Like Date, now returns a number in milliseconds. Unlike Date, now's value is:

  • a double with microseconds in the fractional
  • relative to the navigationStart of the page rather than to the UNIX epoch
  • not skewed when the system time changes

If you're using Date for any performance measurement, add this shim to upgrade to performance.now() with a fall back to Date for older browsers.

window.performance = window.performance || {};
performance.now = (function() {
  return performance.now       ||
         performance.mozNow    ||
         performance.msNow     ||
         performance.oNow      ||
         performance.webkitNow ||
         function() { return new Date().getTime(); };
})();

Monday, April 23, 2012

Optimizing with the timeline panel

"I know I should look at Chrome's Timeline panel, but what do I do with it?" was roughly the opening line in two recent web performance meetings. In both we found nice speedups using the same mantra: "Don't ask how to make an operation faster, ask why it is done at all."

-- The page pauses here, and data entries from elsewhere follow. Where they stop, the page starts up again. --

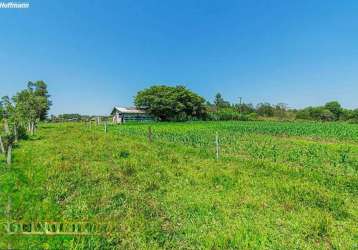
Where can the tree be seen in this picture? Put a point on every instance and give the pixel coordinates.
(171, 103)
(265, 109)
(32, 104)
(219, 102)
(335, 108)
(39, 89)
(8, 137)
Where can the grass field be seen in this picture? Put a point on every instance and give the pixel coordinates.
(275, 185)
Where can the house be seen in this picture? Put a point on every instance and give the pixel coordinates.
(124, 114)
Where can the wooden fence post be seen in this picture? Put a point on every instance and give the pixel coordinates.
(217, 145)
(9, 152)
(2, 148)
(150, 134)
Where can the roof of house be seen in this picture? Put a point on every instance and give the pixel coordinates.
(128, 110)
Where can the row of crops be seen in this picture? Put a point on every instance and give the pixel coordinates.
(305, 144)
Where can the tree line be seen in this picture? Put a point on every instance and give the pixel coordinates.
(20, 115)
(177, 103)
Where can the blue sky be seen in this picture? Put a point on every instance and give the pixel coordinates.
(97, 54)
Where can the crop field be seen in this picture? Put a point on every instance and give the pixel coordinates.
(217, 185)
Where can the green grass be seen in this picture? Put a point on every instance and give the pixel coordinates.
(275, 185)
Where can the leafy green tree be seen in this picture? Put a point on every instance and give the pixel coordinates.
(171, 103)
(265, 109)
(39, 90)
(219, 102)
(32, 104)
(335, 108)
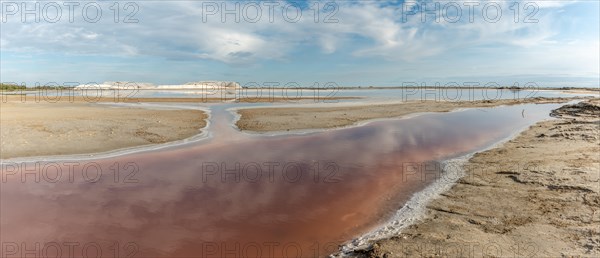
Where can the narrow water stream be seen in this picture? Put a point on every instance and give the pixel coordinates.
(237, 194)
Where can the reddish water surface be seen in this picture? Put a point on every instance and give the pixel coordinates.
(236, 195)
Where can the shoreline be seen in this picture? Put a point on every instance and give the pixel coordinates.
(469, 214)
(116, 129)
(314, 118)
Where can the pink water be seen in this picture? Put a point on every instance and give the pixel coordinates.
(290, 196)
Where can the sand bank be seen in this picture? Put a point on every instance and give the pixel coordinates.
(535, 196)
(332, 116)
(44, 129)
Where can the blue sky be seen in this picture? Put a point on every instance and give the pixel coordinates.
(363, 43)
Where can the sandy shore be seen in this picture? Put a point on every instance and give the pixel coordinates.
(42, 129)
(298, 118)
(535, 196)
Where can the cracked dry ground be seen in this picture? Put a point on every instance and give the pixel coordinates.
(535, 196)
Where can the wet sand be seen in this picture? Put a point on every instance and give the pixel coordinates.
(535, 196)
(218, 198)
(331, 116)
(43, 129)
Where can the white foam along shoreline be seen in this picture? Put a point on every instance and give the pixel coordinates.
(414, 209)
(204, 133)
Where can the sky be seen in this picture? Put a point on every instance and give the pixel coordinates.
(348, 43)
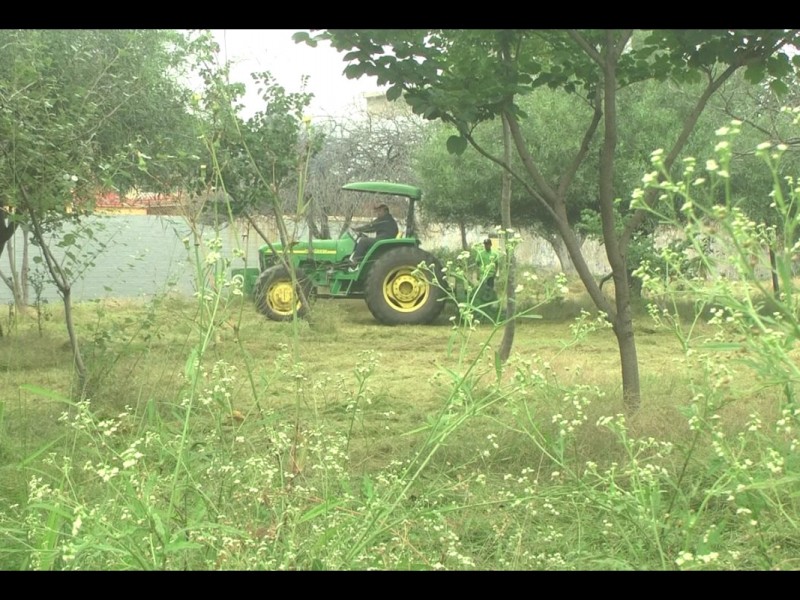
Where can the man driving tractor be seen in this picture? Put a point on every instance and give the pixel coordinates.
(383, 226)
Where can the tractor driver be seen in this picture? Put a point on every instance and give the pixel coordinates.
(383, 226)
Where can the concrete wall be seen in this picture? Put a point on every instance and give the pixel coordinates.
(145, 255)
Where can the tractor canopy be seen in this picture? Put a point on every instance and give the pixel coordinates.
(413, 193)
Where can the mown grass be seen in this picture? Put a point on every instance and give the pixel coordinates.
(337, 443)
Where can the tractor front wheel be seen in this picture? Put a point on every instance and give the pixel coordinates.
(399, 293)
(277, 299)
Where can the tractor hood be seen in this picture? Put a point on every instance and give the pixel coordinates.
(321, 247)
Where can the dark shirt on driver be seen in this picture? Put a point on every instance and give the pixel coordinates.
(384, 227)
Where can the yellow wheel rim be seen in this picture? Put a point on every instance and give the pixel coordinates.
(281, 297)
(404, 291)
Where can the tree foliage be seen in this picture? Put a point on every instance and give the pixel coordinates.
(468, 77)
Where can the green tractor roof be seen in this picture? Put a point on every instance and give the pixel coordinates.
(385, 187)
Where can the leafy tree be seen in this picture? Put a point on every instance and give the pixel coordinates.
(468, 77)
(364, 147)
(83, 111)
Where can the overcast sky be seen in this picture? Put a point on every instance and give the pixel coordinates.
(273, 50)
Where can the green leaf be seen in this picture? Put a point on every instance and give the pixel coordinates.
(456, 144)
(190, 368)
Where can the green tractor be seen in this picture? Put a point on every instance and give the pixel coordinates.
(396, 291)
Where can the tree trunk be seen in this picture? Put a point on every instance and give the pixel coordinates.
(64, 288)
(505, 216)
(7, 228)
(623, 321)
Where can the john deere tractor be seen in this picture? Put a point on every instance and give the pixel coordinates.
(388, 278)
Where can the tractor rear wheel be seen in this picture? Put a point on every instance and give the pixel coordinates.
(398, 293)
(275, 297)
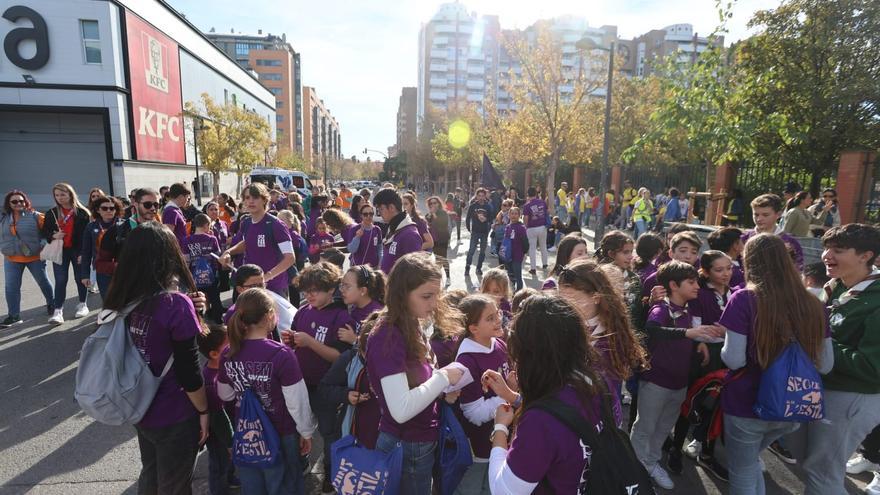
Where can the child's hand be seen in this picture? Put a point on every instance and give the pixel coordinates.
(347, 335)
(703, 349)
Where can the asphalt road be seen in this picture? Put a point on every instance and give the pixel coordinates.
(50, 447)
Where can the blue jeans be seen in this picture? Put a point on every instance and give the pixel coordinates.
(744, 439)
(418, 463)
(219, 464)
(477, 238)
(287, 477)
(12, 273)
(514, 273)
(61, 272)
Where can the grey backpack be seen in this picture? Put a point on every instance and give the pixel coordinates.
(114, 384)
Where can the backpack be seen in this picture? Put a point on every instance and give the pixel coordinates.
(790, 388)
(204, 274)
(114, 384)
(255, 442)
(614, 468)
(454, 448)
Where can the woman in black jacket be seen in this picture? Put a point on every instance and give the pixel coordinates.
(66, 221)
(438, 223)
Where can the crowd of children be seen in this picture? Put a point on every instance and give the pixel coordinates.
(683, 334)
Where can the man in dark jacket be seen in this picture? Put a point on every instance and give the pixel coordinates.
(478, 222)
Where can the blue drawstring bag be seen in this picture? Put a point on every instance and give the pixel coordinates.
(356, 469)
(790, 388)
(255, 442)
(455, 451)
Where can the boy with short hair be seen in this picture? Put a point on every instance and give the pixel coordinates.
(729, 241)
(219, 443)
(663, 387)
(766, 212)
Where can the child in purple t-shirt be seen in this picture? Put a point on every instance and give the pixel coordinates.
(481, 349)
(319, 241)
(400, 368)
(363, 290)
(315, 337)
(671, 347)
(212, 345)
(202, 250)
(271, 370)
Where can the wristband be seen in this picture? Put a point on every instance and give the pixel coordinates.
(499, 427)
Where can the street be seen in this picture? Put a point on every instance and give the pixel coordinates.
(50, 447)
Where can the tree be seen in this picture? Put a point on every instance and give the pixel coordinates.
(231, 138)
(812, 74)
(548, 123)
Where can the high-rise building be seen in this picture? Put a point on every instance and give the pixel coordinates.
(321, 137)
(657, 44)
(278, 67)
(406, 121)
(463, 59)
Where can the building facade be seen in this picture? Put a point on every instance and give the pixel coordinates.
(322, 138)
(278, 67)
(406, 121)
(99, 99)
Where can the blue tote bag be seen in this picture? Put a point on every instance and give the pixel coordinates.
(255, 442)
(455, 451)
(790, 388)
(356, 469)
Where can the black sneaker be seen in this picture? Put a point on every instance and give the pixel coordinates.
(713, 467)
(781, 452)
(674, 463)
(10, 320)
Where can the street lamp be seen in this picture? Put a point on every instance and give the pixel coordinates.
(587, 44)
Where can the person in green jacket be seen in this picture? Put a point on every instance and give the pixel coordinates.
(852, 388)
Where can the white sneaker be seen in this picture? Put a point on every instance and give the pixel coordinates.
(81, 310)
(661, 477)
(859, 464)
(693, 449)
(873, 487)
(57, 318)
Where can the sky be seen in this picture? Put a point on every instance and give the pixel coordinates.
(358, 54)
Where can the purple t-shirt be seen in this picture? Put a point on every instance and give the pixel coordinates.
(543, 448)
(386, 356)
(793, 245)
(267, 366)
(516, 232)
(260, 251)
(477, 363)
(358, 315)
(322, 324)
(404, 241)
(153, 325)
(535, 213)
(367, 252)
(173, 217)
(670, 358)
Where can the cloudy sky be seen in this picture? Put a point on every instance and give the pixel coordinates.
(358, 54)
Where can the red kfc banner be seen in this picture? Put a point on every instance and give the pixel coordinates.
(155, 93)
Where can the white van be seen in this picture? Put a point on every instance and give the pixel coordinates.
(288, 180)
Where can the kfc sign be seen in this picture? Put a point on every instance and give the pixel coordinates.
(155, 93)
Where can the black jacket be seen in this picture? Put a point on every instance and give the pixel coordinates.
(80, 222)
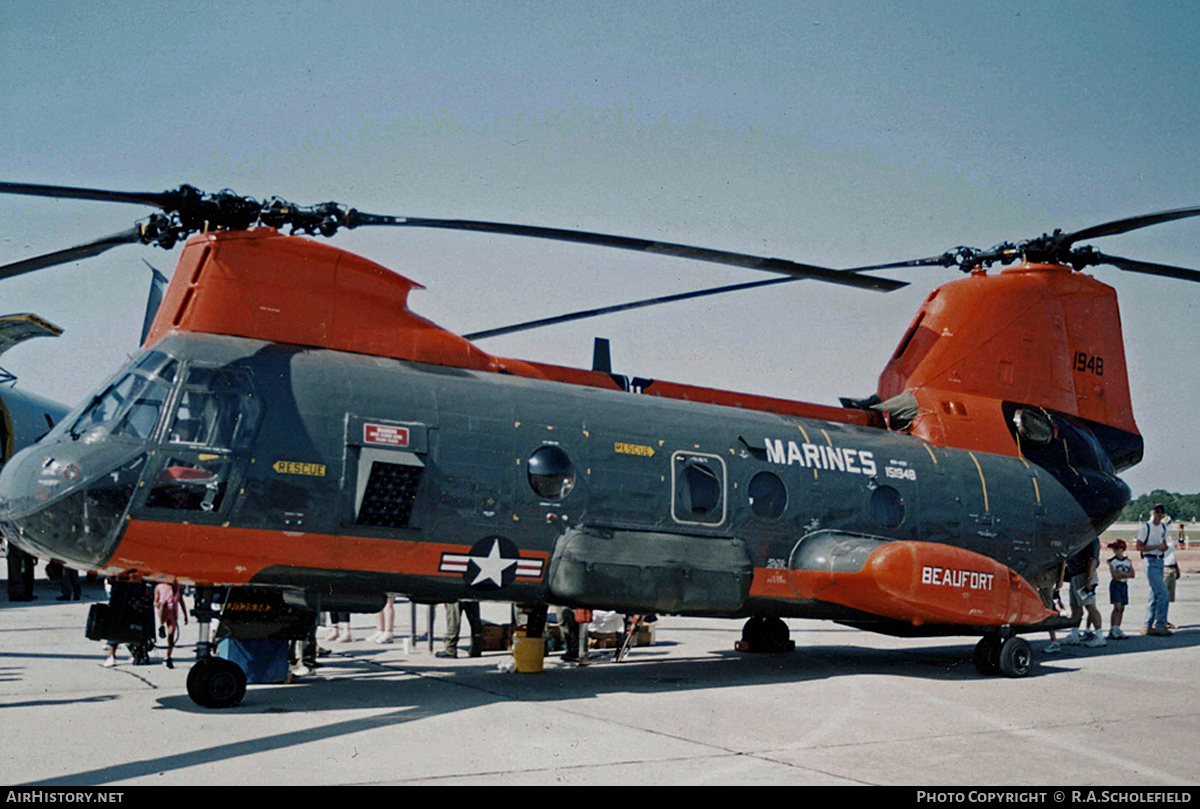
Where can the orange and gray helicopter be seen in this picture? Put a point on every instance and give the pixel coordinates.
(292, 427)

To ward off a third meeting, I decided to write about it. This is best demonstrated with a real world example, and it happens that there's a perfect one on Wikipedia.

Record a trace

To follow along at home, head over to your favorite lengthy Wikipedia article—mine is List of common misconceptions. Open the Inspector's Timeline panel, click the black circle record button at the bottom, refresh the page and finally stop recording after it loads. You now have an initially daunting trace of all the major steps of the page load.

Orient yourself

The top timescale marks the document's DOMContentLoaded event with a blue line and the window's load event with red. In the screenshot above, I dragged the righthand slider in to the red line to zoom in on only the events which happened during the page load.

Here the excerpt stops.